Budget carriers' passenger traffic continues to soar
Low-cost carriers (LCCs) have continued to take a bigger slice of overall airline traffic through Thailand, a trend that is set to continue unabated.
The latest figures show that LCCs last year accounted for 44.9% of all passengers transiting through the six main airports operated by the Airports of Thailand Plc (AoT), compared with 42% in 2015.
Moving in tandem were aircraft movements by no-frills carriers through airports such as Suvarnabhumi and Don Mueang, which represented 45.3% of the total in 2016, edging up from 43.7% in the previous year.
Last year saw LCCs account for 54.7 million out of the 122 million passengers that moved through AOT-operated airports, which handle the bulk of air traffic through Thailand.
In contrast, budget airlines in 2015 handled 46.1 million passengers out of the 110 million total.
In 2016, take-offs and landings from AoT-operated airports by LCCs numbered 357,817, compared with 318,238 in the previous year.

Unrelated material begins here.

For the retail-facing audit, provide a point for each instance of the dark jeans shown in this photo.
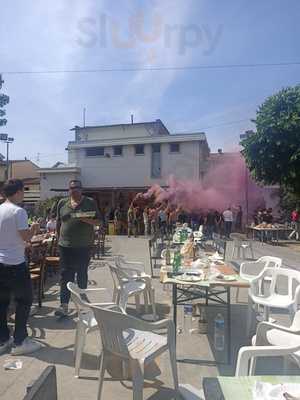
(15, 280)
(228, 227)
(73, 261)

LCCs clearly continued to be the main driver for overall air traffic growth through those airports that year.
LCC passenger traffic volume rose 23.9% last year, which was lower than the 30.4% growth rate registered in the previous year.
Last year saw international passengers travelling on LCCs jump 35% to 19.2 million, while those on domestic LCC routes grew more slowly -- 18.6% to 35.5 million.
LCCs further enabled overall passenger traffic to keep its upward movement in 2016, albeit at half the pace recorded in 2015 over 2014.
Combined passenger throughput by LCCs and legacy carriers last year grew 10.8% to 122 million passengers, an increase from 110 million in the previous year, due partly to the slowdown in Chinese arrivals as result of the "zero-dollar" tour scam clampdown.
But the 2016 growth generally reflected a more traditional pattern, as the robust growth rate in 2015 was highly inflated in contrast with the subdued pace in 2014.
A stable political environment under military rule rejuvenated the Thai tourism industry and air traffic in 2015.
The bigger share gained by LCCs came as the LCC business model continued to flourish with more and more travellers being lured by their competitive fare offerings, fast expanding networks and frequent services.
Santisuk Klongchaiya, commercial director for Thai AirAsia, Thailand's largest LCC, said no-frills airlines will definitely gain a greater share of overall traffic in the years to come.
"If you look at the number of new aircraft orders by LCCs versus those by full-service carriers, they'll tell you what can be expected," he told the Bangkok Post. "The sky's the limit for LCCs."